PACKERS TOP GIANTS IN NFC WILD CARD GAME
– Green Bay beat the Giants, 38-13, on Sunday in an NFC Wild Card game at Lambeau Field. It marks the third straight season that the Packers have won their opening playoff game, the longest streak by Green Bay since a five-season stretch from 1993-97.
– It marks the sixth time in the last seven seasons (2010-12, 2014-16) that the Packers have advanced to the Divisional round of the playoffs, tied with Seattle for the most in the NFC over that span.
– Sunday’s victory was Green Bay’s 33rd all-time win in the postseason, third most in league history behind Pittsburgh (35) and Dallas (34). It was the Packers’ 10th Wild Card win, the most in league annals.
– The 38 points scored by the Packers were the most in a postseason game since Jan. 15, 2011, at Atlanta (48-21). It ranks No. 5 in team history for most points in a playoff contest, with four of the top five scoring games coming under the direction of Head Coach Mike McCarthy.

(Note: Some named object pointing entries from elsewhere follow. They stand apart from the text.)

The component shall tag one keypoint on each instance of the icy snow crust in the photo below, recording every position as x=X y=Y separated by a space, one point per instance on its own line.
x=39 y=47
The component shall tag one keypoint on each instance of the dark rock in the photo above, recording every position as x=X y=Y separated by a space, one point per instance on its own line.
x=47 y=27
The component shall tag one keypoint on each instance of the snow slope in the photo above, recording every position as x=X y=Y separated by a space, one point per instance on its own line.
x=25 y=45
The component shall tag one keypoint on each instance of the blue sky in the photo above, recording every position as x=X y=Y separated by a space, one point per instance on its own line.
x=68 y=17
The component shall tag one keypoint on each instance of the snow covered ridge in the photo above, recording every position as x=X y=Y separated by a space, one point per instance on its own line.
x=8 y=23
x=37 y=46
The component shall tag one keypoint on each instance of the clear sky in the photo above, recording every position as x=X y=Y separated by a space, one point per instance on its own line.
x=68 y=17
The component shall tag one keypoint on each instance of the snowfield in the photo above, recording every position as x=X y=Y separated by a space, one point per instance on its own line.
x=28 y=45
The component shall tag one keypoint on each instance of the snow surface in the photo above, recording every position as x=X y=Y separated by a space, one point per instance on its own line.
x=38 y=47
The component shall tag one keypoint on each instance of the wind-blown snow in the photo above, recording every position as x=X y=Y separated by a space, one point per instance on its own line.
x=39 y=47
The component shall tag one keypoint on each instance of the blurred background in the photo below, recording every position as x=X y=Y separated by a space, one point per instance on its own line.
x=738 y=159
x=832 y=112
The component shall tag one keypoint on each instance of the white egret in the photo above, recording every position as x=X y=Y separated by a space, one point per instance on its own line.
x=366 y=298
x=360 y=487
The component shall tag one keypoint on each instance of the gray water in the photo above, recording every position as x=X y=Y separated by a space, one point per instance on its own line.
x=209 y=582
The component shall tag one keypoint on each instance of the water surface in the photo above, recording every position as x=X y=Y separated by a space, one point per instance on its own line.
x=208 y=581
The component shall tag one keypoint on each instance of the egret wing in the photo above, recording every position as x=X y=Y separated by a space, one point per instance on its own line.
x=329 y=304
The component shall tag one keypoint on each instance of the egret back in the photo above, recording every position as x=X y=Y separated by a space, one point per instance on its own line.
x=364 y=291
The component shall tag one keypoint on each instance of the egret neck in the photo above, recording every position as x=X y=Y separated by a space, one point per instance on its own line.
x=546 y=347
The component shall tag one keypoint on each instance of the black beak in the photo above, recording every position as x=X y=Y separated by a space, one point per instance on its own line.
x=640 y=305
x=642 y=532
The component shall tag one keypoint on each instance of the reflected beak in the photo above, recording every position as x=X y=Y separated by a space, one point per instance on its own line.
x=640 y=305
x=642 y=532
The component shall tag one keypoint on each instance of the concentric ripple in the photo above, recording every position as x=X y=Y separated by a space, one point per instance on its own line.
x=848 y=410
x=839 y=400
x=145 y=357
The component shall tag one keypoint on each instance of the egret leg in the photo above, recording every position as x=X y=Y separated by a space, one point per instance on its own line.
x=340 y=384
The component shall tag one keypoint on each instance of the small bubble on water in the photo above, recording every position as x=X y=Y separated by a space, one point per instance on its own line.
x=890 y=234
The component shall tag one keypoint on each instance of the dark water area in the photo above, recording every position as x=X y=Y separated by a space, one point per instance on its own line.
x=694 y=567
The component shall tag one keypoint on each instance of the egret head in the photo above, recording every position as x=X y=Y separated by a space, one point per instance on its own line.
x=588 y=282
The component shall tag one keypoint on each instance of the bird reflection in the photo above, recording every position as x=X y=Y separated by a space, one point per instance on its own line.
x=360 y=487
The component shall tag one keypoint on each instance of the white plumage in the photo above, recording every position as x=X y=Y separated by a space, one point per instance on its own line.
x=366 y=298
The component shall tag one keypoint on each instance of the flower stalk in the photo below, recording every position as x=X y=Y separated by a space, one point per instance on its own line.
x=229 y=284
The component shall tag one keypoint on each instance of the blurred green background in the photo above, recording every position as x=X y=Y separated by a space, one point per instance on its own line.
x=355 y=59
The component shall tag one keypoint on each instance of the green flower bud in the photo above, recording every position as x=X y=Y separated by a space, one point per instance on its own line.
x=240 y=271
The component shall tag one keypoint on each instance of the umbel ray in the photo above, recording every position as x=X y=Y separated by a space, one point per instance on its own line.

– With the victory, McCarthy has led the Packers to nine wins in the postseason, tying Vince Lombardi and Mike Holmgren for the most in team history.
– Green Bay will go on the road next Sunday to face the Dallas Cowboys in an NFC Divisional Playoff contest at 3:40 p.m. (CST). It will be the second postseason meeting between the teams in the last three years (2014 NFC Divisional) and the eighth meeting all-time in the playoffs.
OTHER POSTGAME NOTES:
– QB Aaron Rodgers completed 25 of 40 passes for 362 yards and four TDs for a 125.2 rating. He has now posted a 110-plus rating in six of his 14 career playoff starts, tied for the most in NFL postseason history (Joe Montana, six in 23 starts; Tom Brady, six in 30 starts).

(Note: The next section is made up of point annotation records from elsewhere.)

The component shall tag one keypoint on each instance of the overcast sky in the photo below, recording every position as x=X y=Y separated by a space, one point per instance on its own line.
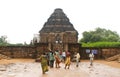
x=21 y=19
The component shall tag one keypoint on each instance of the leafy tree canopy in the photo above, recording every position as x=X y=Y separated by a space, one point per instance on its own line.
x=100 y=35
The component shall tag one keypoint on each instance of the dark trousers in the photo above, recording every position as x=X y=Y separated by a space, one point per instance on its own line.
x=51 y=63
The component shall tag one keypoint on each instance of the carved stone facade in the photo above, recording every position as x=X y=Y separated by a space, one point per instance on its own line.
x=58 y=31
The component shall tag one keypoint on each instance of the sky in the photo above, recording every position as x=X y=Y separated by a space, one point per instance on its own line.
x=20 y=20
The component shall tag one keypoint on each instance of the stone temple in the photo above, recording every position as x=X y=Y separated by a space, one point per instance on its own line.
x=58 y=32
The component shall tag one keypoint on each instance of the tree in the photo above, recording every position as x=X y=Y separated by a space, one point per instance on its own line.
x=3 y=40
x=100 y=35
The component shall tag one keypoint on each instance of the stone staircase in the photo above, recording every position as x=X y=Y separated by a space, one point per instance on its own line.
x=115 y=57
x=4 y=57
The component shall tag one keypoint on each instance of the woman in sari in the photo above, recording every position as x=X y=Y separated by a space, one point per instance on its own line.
x=68 y=60
x=44 y=64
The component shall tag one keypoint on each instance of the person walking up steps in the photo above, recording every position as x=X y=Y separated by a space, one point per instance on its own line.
x=77 y=56
x=44 y=63
x=91 y=56
x=68 y=60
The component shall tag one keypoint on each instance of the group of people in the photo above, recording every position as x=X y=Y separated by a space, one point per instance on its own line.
x=48 y=59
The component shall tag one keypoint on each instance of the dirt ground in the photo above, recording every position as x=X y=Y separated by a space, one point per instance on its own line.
x=110 y=63
x=30 y=68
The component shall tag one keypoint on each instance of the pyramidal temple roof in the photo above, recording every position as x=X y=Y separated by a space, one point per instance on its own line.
x=57 y=22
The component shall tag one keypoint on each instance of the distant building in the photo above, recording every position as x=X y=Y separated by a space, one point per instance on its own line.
x=58 y=31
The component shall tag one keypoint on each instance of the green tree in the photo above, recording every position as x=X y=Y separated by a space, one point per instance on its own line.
x=3 y=40
x=100 y=35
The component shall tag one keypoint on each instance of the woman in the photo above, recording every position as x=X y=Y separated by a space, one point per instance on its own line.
x=44 y=63
x=77 y=59
x=57 y=59
x=68 y=60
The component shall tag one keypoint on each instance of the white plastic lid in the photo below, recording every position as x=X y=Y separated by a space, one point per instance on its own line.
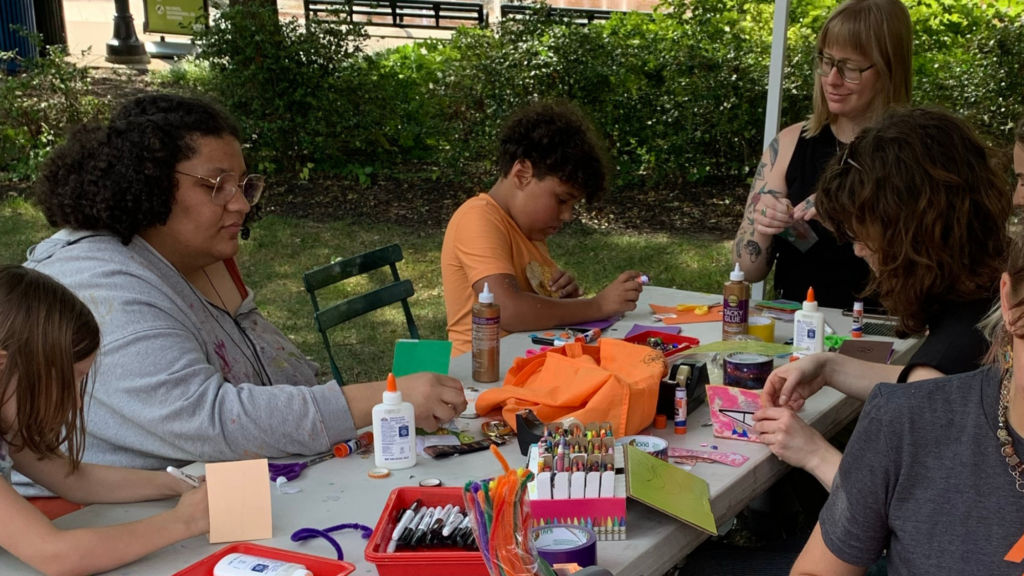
x=486 y=297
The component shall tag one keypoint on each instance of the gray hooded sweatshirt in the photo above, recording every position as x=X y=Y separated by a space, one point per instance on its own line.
x=178 y=379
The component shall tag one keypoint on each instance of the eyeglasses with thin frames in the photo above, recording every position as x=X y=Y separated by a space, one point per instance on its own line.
x=227 y=183
x=823 y=66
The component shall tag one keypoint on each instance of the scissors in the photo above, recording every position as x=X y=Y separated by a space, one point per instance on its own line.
x=291 y=470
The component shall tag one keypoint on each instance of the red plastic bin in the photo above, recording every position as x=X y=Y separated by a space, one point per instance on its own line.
x=685 y=342
x=320 y=566
x=429 y=562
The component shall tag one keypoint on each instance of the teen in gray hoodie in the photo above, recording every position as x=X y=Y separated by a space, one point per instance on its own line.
x=147 y=204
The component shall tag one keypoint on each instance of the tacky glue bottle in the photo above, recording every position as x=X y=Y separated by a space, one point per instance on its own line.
x=735 y=305
x=809 y=327
x=394 y=430
x=486 y=337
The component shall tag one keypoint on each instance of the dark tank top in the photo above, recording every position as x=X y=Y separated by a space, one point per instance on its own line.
x=836 y=273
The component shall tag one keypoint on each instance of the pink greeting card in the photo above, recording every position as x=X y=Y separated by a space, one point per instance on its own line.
x=732 y=412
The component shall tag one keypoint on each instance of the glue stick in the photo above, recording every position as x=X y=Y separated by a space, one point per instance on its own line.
x=858 y=320
x=245 y=565
x=680 y=409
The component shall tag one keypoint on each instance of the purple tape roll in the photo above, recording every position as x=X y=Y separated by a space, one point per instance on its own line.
x=563 y=543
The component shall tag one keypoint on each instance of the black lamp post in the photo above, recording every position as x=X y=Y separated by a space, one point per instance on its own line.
x=124 y=47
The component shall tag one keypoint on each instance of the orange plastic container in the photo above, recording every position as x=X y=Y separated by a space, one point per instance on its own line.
x=420 y=562
x=685 y=342
x=317 y=565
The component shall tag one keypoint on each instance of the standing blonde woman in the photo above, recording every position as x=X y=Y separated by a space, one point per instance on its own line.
x=862 y=66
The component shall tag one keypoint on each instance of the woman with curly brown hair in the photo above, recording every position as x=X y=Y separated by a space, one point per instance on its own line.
x=933 y=474
x=152 y=205
x=916 y=196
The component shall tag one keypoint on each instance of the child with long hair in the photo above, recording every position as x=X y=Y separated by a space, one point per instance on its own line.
x=48 y=340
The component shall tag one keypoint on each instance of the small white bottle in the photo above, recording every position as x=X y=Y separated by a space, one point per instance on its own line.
x=809 y=327
x=245 y=565
x=394 y=430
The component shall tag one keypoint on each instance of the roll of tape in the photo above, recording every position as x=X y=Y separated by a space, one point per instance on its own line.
x=563 y=543
x=762 y=327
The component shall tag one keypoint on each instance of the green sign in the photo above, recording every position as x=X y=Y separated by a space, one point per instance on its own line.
x=174 y=16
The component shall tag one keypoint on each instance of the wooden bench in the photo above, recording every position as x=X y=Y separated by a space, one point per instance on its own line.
x=443 y=14
x=577 y=15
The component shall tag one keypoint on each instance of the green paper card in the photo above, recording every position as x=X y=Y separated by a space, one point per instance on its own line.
x=669 y=489
x=421 y=356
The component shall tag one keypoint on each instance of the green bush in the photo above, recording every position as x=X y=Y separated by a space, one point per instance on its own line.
x=37 y=106
x=679 y=94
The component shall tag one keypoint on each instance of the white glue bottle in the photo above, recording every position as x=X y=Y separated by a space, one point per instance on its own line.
x=809 y=327
x=245 y=565
x=394 y=430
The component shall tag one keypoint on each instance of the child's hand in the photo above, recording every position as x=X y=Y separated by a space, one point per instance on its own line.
x=194 y=509
x=564 y=284
x=437 y=399
x=621 y=296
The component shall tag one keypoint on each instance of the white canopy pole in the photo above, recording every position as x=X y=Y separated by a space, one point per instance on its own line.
x=773 y=109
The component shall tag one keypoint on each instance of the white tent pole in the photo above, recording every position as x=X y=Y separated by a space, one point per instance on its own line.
x=773 y=109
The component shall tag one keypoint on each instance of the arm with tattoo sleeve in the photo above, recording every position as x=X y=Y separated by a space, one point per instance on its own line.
x=766 y=213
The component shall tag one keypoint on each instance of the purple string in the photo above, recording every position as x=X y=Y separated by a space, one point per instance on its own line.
x=308 y=533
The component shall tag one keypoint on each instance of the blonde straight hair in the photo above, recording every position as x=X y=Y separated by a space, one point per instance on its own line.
x=880 y=31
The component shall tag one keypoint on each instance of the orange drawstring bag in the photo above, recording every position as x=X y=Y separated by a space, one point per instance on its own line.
x=614 y=381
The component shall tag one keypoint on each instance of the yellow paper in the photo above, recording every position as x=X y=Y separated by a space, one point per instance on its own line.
x=240 y=501
x=669 y=489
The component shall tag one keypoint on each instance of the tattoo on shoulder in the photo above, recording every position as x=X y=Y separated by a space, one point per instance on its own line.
x=759 y=174
x=753 y=249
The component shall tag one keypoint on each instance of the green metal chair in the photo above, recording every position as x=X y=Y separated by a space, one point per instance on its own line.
x=397 y=291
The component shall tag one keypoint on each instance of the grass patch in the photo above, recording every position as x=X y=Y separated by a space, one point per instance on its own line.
x=282 y=249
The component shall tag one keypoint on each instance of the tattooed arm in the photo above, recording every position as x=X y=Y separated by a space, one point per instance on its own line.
x=767 y=211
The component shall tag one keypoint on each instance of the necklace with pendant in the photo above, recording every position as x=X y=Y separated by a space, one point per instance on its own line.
x=1007 y=441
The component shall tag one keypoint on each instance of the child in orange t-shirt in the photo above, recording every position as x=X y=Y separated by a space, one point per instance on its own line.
x=550 y=158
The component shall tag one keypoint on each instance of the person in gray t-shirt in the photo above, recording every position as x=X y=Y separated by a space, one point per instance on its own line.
x=932 y=472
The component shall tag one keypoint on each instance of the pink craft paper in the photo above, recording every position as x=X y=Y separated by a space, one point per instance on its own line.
x=732 y=412
x=730 y=458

– Rodgers became just the fourth QB in NFL history to throw for 350-plus yards, four-plus TDs and no INTs in a playoff game (Peyton Manning, Kurt Warner, Alex Smith).
– Rodgers tied the single-game franchise playoff record with the four TD passes, and became the first QB in team history to have two four-TD passing games in the postseason (at Arizona, Jan. 10, 2010).
– Rodgers posted his sixth career playoff game with three-plus TD passes, the most in franchise history (Brett Favre, five). He also became the first NFL QB to throw four TD passes against the Giants in a postseason game.
– Rodgers registered his fifth career 300-yard game in the postseason as he further extended his franchise record.
– Rodgers’ 42-yard TD pass to WR Randall Cobb as time expired in the first half was the second-longest TD pass of Rodgers’ career in the postseason, trailing only his 46-yard TD to WR Davante Adams vs. Dallas (Jan. 11, 2015).
– In his last eight games (regular season and playoffs), Rodgers has completed 193 of 281 passes (68.7 percent) for 2,380 yards and 22 TDs with no INTs for a 120.7 rating.
– WR Randall Cobb tied the single-game NFL postseason record with three TD catches. The only other Packer with three TD catches in a playoff game was Sterling Sharpe (at Detroit, Jan. 8, 1994).
– Cobb became the first player in franchise history to register two TD catches of 30-plus yards (42, 30) in a playoff game.
– Cobb finished with 116 yards on five receptions, his second career 100-yard receiving game in the postseason. That ties him for No. 4 in team history behind three players with three (Robert Brooks, Antonio Freeman, Greg Jennings).
– WR Davante Adams led the Packers with eight catches for 125 yards (15.6 avg.) and a TD, the second 100-yard receiving game of his postseason career to move him into a tie for No. 4 in franchise annals.
– Adams’ eight receptions are tied for the fourth most in a game by a Packer in the playoffs (three players with nine).
– LB Clay Matthews registered a sack, giving him 11.0 for his career in the playoffs (No. 1 in team history). He moved into a tie with Charles Haley and LaMarr Woodley for the fifth-most sacks in NFL postseason history.
– LB Julius Peppers posted a sack in the second quarter, giving him at least one sack in each of his three postseasons with the Packers.
– CB Damarious Randall’s 78-yard INT return in the fourth quarter was the second longest in team playoff history, trailing only George Teague’s 101-yard return at Detroit on Jan. 8, 1994.
– K Mason Crosby made his lone FG attempt of the day, a 32-yarder in the third quarter, extending his NFL-record streak of consecutive FGs made in the postseason to 21.
– G T.J. Lang became the first player in franchise history to play in a postseason game in each of his first eight seasons in the league.